Si tratta di Rafiki (Amica), il film diretto dal regista keniota Wanuri Kahiu, la cui sceneggiatura è basata sul libro Jambula Tree e altre storie di Monica Arac de Nyeko.
Il film di Kahiu racconta una storia che nell'universo LGBT è stata già vista e sentita in tutte le varianti possibili e immaginabili. Due ragazze adolescenti si innamorano più o meno per caso e scoprono la magia di questo sentimento. Quando però la loro relazione viene scoperta dalle famiglie e dalla società, essa viene fortemente ostacolata e le stesse ragazze - trovandosi a fronteggiare qualcosa di più grande di loro - si allontanano.
Sebbene dunque la storia raccontata in Rafiki non sia certo originale, risulta invece certamente originale il contesto nel quale è ambientata. Le protagoniste, Kena (Samantha Mugatsia) e Ziki (Sheila Munyiva), sono due ragazze che vivono alla periferia di Nairobi. La prima, i cui genitori sono separati, vive con la madre e aiuta il padre John - che è anche candidato alle elezioni locali - nella gestione di un negozio di alimentari. Trascorre le sue giornate in giro per il quartiere con il suo skateboard, ovvero chiacchierando al chiosco di Madam Atim con i suoi amici, tra cui Blacksta, che è innamorato di lei, o ancora partecipando alle loro partitelle di calcio. Ziki, il cui padre pure è candidato alle elezioni locali, trascorre invece le sue giornate improvvisando coreografie per strada con due amiche.
La prima è timida e un po' mascolina, l'altra ha un'acconciatura molto elaborata e colorata, le unghie laccate ed è molto femminile.
Nelle loro vite riconosciamo dunque quelle degli adolescenti di tutto il mondo, ma intorno a loro c'è molto di diverso: innanzitutto una città di cui si vede da lontano un centro moderno e tecnologico ma le cui periferie, anche quella dove vivono Kena e Ziki - che pure è una periferia da ceto medio - è caratterizzata da strade non asfaltate, pali della luce con fili pendenti e baracche che si alternano a case in muratura; in secondo luogo una vita del quartiere che ruota intorno alla chiesa e alle omelie del parroco e dove si respira un'atmosfera fortemente omofobica; in terzo luogo, un amore sconfinato per i colori e per le fantasie sgargianti che i protagonisti del film indossano ma di cui tappezzano anche gli interni delle case; infine, una comunicazione che oscilla continuamente tra l'uso della lingua locale, lo swahili, e l'inglese.

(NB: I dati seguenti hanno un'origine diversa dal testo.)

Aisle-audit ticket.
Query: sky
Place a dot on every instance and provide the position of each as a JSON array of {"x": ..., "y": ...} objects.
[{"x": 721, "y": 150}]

Rafiki diventa dunque l'occasione di gettare lo sguardo su una realtà, quella di una grande città africana com'è Nairobi, che conosciamo poco o che comunque conosciamo solo nel suo volto di povertà e disperazione. Qui invece ci troviamo in un mondo e in uno stile di vita che è riconoscibile per qualunque occidentale, che non farà dunque fatica a immedesimarsi nei sentimenti di Kena e Ziki o comunque a ricondurre loro e gli altri personaggi del film a figure vicine alla propria realtà.
Per questo fa ancora più male trovarsi di fronte a un certo punto del film, quando l'amore tra Kena e Ziki viene scoperto dalla comunità, a un vero e proprio linciaggio pubblico e all'arresto delle due ragazze, accusate di quello che in Kenia è ancora un reato punibile con 14 anni di carcere.
Qui il regista ha voluto regalare alla storia un possibile lieto fine (tra l'altro - pare - fortemente contestato in patria), ma è indubbio che la tematica omosessuale rappresenta ancora un tema bandito da questa società. Non a caso lo stesso film ha dovuto combattere una lunga battaglia prima per poter essere realizzato (cosa che è stata possibile solo grazie a finanziamenti arrivati dall'Europa e dagli Stati Uniti) e poi per poter essere distribuito, in particolare in patria, dove era stato inizialmente messo al bando.
Ben vengano dunque film come Rafiki che con il loro tocco leggero e la delicatezza con cui affrontano temi scomodi in patria permettono di gettare luce su realtà che non conosciamo e di sensibilizzare connazionali e pubblico straniero su contesti in cui c'è ancora tanta strada da fare per garantire il diritto alle persone di amare chi desiderano.